已于 2022-10-18 23:15:33 修改

阅读量1.4k

点赞数 3

文章标签： python 深度学习人工智能

于 2022-10-18 23:14:52 首次发布

本文链接：https://blog.csdn.net/allrubots/article/details/127385048

版权

一、输入图片处理

二、前向传播过程（demo时）

1、结合代码与三、网络结构对上图的解读，从而更好了解整个网络

注意，demo和训练时对输入的处理不同，此为demo过程的前向推理过程

一、输入图片处理

# detect.py - 108
dataset = LoadImages(source, img_size=imgsz, stride=stride, auto=pt, vid_stride=vid_stride)

主要由这个类去处理，然后关键的函数为这个类中的

# dataloaders.py - 311       
im = letterbox(im0, self.img_size, stride=self.stride, auto=self.auto)[0]  # padded resize  调用的函数
im = im.transpose((2, 0, 1))[::-1]  # HWC to CHW, BGR to RGB
im = np.ascontiguousarray(im)  # contiguous

letterbox 函数，对图片的处理过程为

1、new_shape = (640, 640)，其作用为保证输入到网络中的img的h w 最大为640
2、计算 640 和 原img的h w 和  的比例并取最小的比例。注意，这里是 640 / 原img的hw 取最小。也就是以
原img的h w 最大的边为基准，从而保证原img的内容不丢失
3、按照最小的比例 缩小 或 放大，即原img的h w 乘上 比例
4、为了保证 输入到model中的img h w 为stride的整数倍，需要对其进行填充。如下：
dw, dh = new_shape[1] - new_unpad[0], new_shape[0] - new_unpad[1]  # wh padding
if auto:  # minimum rectangle
    dw, dh = np.mod(dw, stride), np.mod(dh, stride)  # wh padding  np.mod 取模运算

得到填充量大小，然后除以2为单边填充量大小

dw /= 2  # divide padding into 2 sides
dh /= 2
5、填充，即得输入到 model 中的 img

举例如下，上面的处理后上下边有填充。下面的由于reshape后已经是stride的整数倍，不需要padding。

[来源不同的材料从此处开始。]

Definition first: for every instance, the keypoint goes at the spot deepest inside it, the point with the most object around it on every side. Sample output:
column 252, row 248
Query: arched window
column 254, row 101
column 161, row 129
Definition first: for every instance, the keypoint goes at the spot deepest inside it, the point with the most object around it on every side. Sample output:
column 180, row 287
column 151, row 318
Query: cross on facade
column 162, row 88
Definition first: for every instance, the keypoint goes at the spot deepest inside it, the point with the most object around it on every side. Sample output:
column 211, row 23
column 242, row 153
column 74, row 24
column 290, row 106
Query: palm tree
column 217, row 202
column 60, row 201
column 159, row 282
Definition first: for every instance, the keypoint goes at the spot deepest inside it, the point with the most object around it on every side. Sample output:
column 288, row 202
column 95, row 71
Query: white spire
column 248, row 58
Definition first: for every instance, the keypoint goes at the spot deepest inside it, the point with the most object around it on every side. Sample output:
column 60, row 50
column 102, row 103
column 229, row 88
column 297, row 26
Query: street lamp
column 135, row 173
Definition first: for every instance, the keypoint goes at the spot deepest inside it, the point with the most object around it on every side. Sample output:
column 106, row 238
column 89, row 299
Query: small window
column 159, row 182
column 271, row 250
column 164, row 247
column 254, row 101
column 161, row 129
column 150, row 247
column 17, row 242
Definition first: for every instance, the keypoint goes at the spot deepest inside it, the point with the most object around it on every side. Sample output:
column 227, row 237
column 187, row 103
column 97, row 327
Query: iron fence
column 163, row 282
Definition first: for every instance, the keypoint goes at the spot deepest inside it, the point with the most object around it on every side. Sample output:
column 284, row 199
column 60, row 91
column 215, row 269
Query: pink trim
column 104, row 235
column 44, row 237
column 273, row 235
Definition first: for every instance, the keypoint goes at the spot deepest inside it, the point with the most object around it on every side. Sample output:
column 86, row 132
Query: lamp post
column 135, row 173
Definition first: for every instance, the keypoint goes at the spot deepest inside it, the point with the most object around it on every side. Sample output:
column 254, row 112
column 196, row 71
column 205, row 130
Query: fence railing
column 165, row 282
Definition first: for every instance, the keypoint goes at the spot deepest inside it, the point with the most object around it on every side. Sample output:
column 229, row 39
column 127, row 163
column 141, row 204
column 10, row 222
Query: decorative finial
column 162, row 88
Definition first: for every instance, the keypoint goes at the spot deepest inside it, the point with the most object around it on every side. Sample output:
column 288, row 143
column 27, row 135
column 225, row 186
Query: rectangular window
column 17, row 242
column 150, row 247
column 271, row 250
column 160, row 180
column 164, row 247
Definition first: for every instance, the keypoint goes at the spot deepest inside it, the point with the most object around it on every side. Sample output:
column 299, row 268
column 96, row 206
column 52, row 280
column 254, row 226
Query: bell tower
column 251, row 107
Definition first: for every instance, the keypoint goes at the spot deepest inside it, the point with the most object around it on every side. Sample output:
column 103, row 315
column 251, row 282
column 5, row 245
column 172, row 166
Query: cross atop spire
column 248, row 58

所以，总结 input img 的尺寸并不是固定的640X640，而是保证最大的一边为640，另一边为stride的整数倍即可。

二、前向传播过程（demo时）

图1

1、结合代码与三、网络结构对上图的解读，从而更好了解整个网络

借用网上的图片，并在其上作了标注（图1所示），其中序号对应着 model 中的模块，model见下面的三、网络结构。（注意，个人对照着看感觉上图中的8和9反了。）

前向传播过程主要由下面函数完成

yolo.py ---114

    def _forward_once(self, x, profile=False, visualize=False):
        y, dt = [], []  # outputs
        # print('================')
        for m in self.model:  # m 与 model <c-8>
            # print('====================')
            # print("i is {}".format(m.i))
            # print('====================')
            if m.f != -1:  # if not from previous layer
                # print("when i is {},f is {}".format(m.i, m.f))
                x = y[m.f] if isinstance(m.f, int) else [x if j == -1 else y[j] for j in m.f]  # from earlier layers
            if profile:
                self._profile_one_layer(m, x, dt)
            x = m(x)  # run
            y.append(x if m.i in self.save else None)  # save output  这里注意 m.i 这个属性
            if visualize:
                feature_visualization(x, m.type, m.i, save_dir=visualize)
        return x

其中重要的是 m 这个变量，它循环拿出 model 中的模块，在实验过程种打印了一下什么时候 m.f会不是-1，其中 m.i 就是模块的序号，打印出的信息如下所示

when i is 12,f is [-1, 6]
when i is 16,f is [-1, 4]
when i is 19,f is [-1, 14]
when i is 22,f is [-1, 10]
when i is 24,f is [17, 20, 23]

可以看出，在 i = 12, 16, 19, 22, 24 时触发 if 条件，结合着图1 以及下面的三、中不难发现，其就是 Contact 模块对应的序号（除了最后一个，为Detect模块，这也正对应着图1），也就是说当到 contact 层时需要前面的输出来进行 tensor拼接（torch.cat），而且注意f 的值，-1为前面模块的输出，另一个就是先前的输出。到这里，代码中的 y 就用上了，debug一下发现 self.save 如下

可以发现 正对应着并且完全包留了包括 f 中需要 contact 层的输出。所以 y 的作用就体现出来了，保留进行 contact 模块需要的对应位置的输出，且 y 中其余都为 None（正如代码中所示，else None）。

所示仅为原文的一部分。